También la tecnología es un buen complemento a mis relaciones personales.

La uso para aquello que se me olvidó decir, cuando me viene una inspiración y la quiero compartir o simplemente para saber cómo están mis seres queridos. 

No se me olvida, no obstante, que la base de mis relaciones es el contacto físico. Lo necesito.
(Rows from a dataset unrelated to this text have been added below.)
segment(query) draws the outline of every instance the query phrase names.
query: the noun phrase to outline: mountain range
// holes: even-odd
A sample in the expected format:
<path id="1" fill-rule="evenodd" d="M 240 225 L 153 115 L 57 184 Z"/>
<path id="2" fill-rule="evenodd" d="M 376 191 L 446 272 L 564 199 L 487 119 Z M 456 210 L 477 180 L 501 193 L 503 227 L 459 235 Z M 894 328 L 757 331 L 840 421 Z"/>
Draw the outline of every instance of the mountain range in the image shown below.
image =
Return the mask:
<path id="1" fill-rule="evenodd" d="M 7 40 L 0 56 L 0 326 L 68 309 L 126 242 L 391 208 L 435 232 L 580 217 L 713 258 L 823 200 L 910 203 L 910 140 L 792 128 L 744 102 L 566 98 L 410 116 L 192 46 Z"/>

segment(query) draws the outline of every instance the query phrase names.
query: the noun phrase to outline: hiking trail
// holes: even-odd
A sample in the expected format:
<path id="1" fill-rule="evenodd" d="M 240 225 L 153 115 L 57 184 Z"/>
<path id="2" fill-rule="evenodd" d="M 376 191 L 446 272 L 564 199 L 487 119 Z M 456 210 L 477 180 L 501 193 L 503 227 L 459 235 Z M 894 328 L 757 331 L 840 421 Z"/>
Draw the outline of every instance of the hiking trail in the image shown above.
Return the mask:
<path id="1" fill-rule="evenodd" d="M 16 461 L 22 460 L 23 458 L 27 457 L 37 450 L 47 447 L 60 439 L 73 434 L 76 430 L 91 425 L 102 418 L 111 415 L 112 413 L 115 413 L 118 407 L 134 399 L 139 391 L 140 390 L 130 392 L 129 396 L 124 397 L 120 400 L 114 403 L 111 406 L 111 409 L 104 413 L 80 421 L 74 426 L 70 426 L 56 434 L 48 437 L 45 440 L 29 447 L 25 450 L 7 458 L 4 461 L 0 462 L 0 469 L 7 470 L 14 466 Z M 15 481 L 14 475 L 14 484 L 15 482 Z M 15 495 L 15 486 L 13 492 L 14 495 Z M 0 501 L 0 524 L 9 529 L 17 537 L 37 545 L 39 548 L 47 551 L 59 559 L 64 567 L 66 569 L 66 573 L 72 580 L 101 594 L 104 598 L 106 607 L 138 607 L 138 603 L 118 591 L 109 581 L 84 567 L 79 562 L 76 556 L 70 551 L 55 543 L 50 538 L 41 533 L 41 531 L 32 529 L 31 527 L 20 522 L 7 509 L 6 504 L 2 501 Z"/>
Necesito mirar a los ojos, tocar un brazo, compartir el sonido de mi voz, sentir intimidad y pertenencia...

Todo eso es lo que sostiene mis relaciones virtuales. Y hace también que la relación que mantengo con el otro sea real y profunda. 

El contacto físico permite que cuando veo una foto de mi amiga sonriendo por facebook, sepa que está haciendo todo lo posible por salir adelante en su vida. No me monto fantasías.

Sé la realidad porque la estoy viviendo con ella. Porque veo cómo llora ante mí y me estremezco llorando con ella. Porque nos abrazamos y siento su calor en mi cuerpo. 

Esa es la bendita realidad, no la que veo en las redes sociales.

Gracias a la tecnología veo fotos que me recuerdan mis viajes, mis momentos especiales. Y no se me olvida que para vivir esos momentos, necesito estar presente en cuerpo y alma, no haciendo fotos.

Me doy cuenta que la vida está en todos lados: en facebook, en el whatsapp, en la calle, en mi casa o en la tuya.

Pero no se me olvida que cada lugar pertenece a un momento concreto y no todos los lugares sirven para todo.

Tampoco se me olvida que para mí al menos, necesito el calor humano.